The radios certainly don’t have any isolation from this type of interference, 
so what you’re relying on is totally on the antennas - there’s not much FSL on 
these and I wouldn’t bet my life on a 2’ Category B to provide the kind of 
close-coupling loss needed on a co-located system.  AT&T and MCI used to do it 
when they had completely back-to-back horns or ultra-high performance antennas 
but they provide about 80 dB of discrimination front-to-back.

Sent from my iPad

> On Mar 13, 2020, at 8:31 PM, Colin Stanners <cstann...@gmail.com> wrote:
> 
> 
> To my knowledge the radios and dishes have enough isolation that H/L match at 
> a site is not necessary unless you're almost pointing in the same direction 
> with those dishes (or have a TX frequency at one site overlapping a RX) . The 
> opposite polarity increases the isolation so you have even less worry in this 
> case.
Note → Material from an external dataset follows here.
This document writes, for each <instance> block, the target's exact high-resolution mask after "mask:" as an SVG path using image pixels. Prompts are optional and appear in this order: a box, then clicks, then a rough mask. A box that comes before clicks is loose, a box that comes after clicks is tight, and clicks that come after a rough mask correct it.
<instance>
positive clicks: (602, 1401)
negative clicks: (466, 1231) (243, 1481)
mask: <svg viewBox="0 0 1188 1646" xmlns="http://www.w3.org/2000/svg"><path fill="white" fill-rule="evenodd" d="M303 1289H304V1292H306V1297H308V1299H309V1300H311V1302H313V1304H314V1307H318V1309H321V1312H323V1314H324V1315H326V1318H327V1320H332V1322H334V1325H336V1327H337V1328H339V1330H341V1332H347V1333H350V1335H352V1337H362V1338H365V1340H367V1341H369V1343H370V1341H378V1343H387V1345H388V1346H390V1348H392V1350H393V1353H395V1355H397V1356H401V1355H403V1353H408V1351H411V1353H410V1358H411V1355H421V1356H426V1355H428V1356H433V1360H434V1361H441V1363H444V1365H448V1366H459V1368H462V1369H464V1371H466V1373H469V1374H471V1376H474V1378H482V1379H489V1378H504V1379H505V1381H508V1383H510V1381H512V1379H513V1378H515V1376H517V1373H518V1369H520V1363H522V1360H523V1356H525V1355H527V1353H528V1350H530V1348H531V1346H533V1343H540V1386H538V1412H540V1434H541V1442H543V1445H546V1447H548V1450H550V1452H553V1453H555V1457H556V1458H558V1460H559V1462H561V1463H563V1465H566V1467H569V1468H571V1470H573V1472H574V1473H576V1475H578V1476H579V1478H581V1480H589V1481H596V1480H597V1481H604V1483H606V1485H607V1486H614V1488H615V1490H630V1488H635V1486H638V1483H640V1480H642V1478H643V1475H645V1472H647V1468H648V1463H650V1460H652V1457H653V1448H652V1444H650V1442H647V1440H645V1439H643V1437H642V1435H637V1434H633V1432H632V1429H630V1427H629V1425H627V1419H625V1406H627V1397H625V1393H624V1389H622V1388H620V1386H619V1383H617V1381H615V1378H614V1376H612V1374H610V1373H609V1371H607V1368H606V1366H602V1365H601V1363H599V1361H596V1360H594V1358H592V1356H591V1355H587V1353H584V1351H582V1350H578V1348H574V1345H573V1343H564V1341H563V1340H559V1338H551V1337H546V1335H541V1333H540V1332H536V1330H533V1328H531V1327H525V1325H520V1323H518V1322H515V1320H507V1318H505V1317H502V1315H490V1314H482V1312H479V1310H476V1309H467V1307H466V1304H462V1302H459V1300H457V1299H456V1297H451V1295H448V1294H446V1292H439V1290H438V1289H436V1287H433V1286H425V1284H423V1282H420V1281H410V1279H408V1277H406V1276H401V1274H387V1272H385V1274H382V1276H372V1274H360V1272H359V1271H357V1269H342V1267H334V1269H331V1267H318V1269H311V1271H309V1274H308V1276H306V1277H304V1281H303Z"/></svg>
That H/L match idea is more of a tendency and to simplify planning than 
> a rule.
> 
>> On Fri, Mar 13, 2020, 6:52 PM Ken Hohhof, <af...@kwisp.com> wrote:
>> I am having some 11 GHz links coordinated and the draft PCNs they sent me 
>> have one site high on one link and low on the other link.  They are however 
>> different sub bands, and one is HPOL and the other is VPOL.  Does this make 
>> it OK?  I could probably do one of the links in 18 GHz.
>> 
>>  
>> 
>> I had internalized the idea that you never had high and low at the same site.